Ada banyak pakar komunikasi di media sosial. Entah kenapa, tak banyak yang memahami bahwa strategi Jokowi itu bukanlah strategi pencitraan sebagaimana yang diajarkan dalam kelas-kelas kuliah. Kampanyenya berbiaya murah. Ia tak perlu membayar mahal semua televisi untuk mengiklankan dirinya, sebagaimana Prabowo, ARB, dan Wiranto. Ia juga tidak memaksimalkan media luar ruang seperti baliho ataupun pamflet demi memajang gambar dirinya bersama
Pencitraan Jokowi ditopang oleh desas-desus dan opini publik yang setiap saat membicarakan dirinya, terlepas dari segala pro dan kontra. Jika dipikir-pikir, strategi kampanye seperti ini lebih efektif dari miliaran rupiah iklan televisi dan baliho. Desas-desus tentang dirinya, yang justru dihembuskan oleh para lawan politiknya, bisa dikemas menjadi strategi efektif yang semakin mengokohkan namanya. Mereka yang menyerang Jokowi melalui media sosial justru tak sadar bahwa serangan itu ibarat energi yang makin mengokohkan posisinya.

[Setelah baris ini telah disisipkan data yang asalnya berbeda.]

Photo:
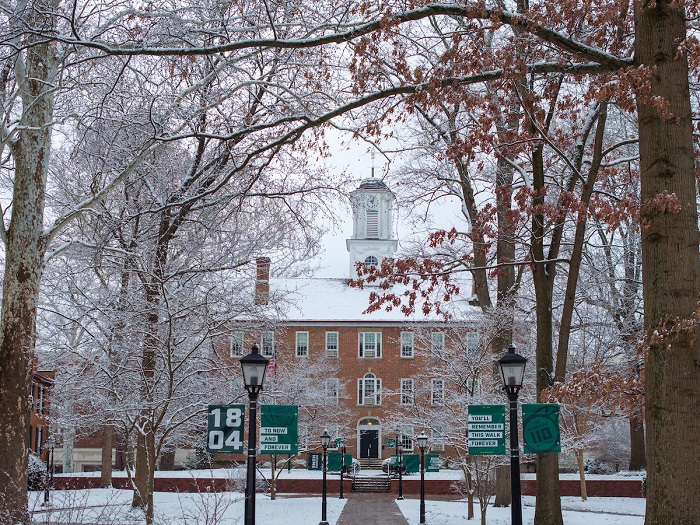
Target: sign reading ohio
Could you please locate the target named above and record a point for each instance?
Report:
(279, 431)
(486, 430)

Mereka yang menyerang Jokowi tak juga bisa mengidentifikasi bahwa kekuatan Jokowi adalah bisa menggerakkan banyak media untuk selalu membuat berita tentangnya. Mengapa? Sebab ia tahu apa yang diinginkan oleh media. Meskipun media punya calon presiden sendiri, media selalu butuh berita. Selagi definisi berita adalah sesuatu yang unik, aktual, serta menarik, maka berita tentang Jokowi tak akan pernah sepi.
Jika anda ingin dicitrakan media sebagaimana pria itu, kenalilah apa yang ingin diketahui publik tentang sosok yang anda inginkan. Mereka yang hendak mengalahkan Jokowi, pastilah paham bahwa sosok itu sejatinya punya banyak kelemahan. Tapi sosok itu justru tak hendak menutupi kelemahan. Ia mengakui bahwa banjir di Jakarta belum bisa diselesaikannya. Namun ia berhasil menunjukkan kepada orang banyak bahwa dirinya tidak sedang lari dari masalah. Ia bekerja menyelesaikan banjir, meskipun langkah itu belum juga selesai. Pantas saja jika survei membuktikan bahwa dirinya tidak dianggap sebagai faktor yang menghambat upaya penanganan banjir dan masalah lainnya di Jakarta. Positioning-nya beda dengan pemimpin sebelumnya yang justru dianggap tak melakukan apa-apa.
Nah, bagaimanakah kiat mengalahkan Jokowi? Mengacu pada Sun Tzu, pria itu hanya bisa dikalahkan dengan dua cara.
Pertama, kenali kekuatannya. Sejauh ini, Golkar dan ARB bisa memahami kekuatan itu, makanya mereka tak pernah menyerang Jokowi di media sosial. Mereka paham watak media sosial, sehingga lebih fokus pada hal-hal besar. Hnya saja, Golkar belum menemukan model kampanye efektif yang bsia membuat kandidat mereka unik, sebagaimana Jokowi.
Kedua, kenali kekuatan sendiri, lalu pahami masyarakat. Kata Sun Tzu, "Kita tidak akan bisa menggunakan keuntungan dari alam kecuali bila kita mendapat petunjuk dari penduduk setempat." Makanya, jauh lebih baik jika fokus pada segala kelebihan dan kekuatan sendiri, ketimbang menghabiskan energi untuk menyerang Jokowi, yang justru semakin melambung namanya. Temukan cara yang lebih cerdik untuk mengarahkan energi dan menemukan model kampanye efektif yang bisa berbicara lebih nyaring kepada banyak orang tentang harapan besar untuk negeri yang lebih baik.
Mohon maaf. Saya bukan pendukung Jokowi. Saya hanya mengamati apa yang terjadi di panggung politik kita. Tabik!